Iraq also fired a single Scud missile toward allied forces in Saudi Arabia Friday, the U.S. military said, but the missile was intercepted and destroyed by a Patriot missile, the first fired in combat.
In Turkey, U.S warplanes took off from the Incirlik air base, but the foreign ministry said they were merely on a night training mission. Use of air bases in Turkey for U.S. attacks on Iraq had been authorized a day earlier by the Turkish parliament.

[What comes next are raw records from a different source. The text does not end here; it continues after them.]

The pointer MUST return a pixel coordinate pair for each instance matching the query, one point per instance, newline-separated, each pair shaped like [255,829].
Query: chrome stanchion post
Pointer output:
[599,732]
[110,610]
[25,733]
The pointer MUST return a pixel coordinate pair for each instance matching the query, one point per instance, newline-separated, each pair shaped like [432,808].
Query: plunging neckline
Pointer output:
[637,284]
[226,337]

Allied ground forces in Saudi Arabia were moving into final positions to be ready for immediate deployment when the joint command decides Iraqi resistance has been softened enough by the air strikes, pool reporters said Friday. American B-52s have pounded Iraqi troop placements.
The pool reporters, whose dispatches are reviewed by the U.S. military, also said the 1st Marine Division came close to ground combat Thursday near the abandoned town of Khafji just inside of the Kuwait border. U.S. Cobra gunship helicopters and combat support fighters strafed Iraqi artillery positions after shells ignited oil refinery tanks.
Later, sporadic shelling wounded several Marines and paramedical corpsmen who were evacuated by helicopter to the rear. Officers described their injuries as slight, the pool report said.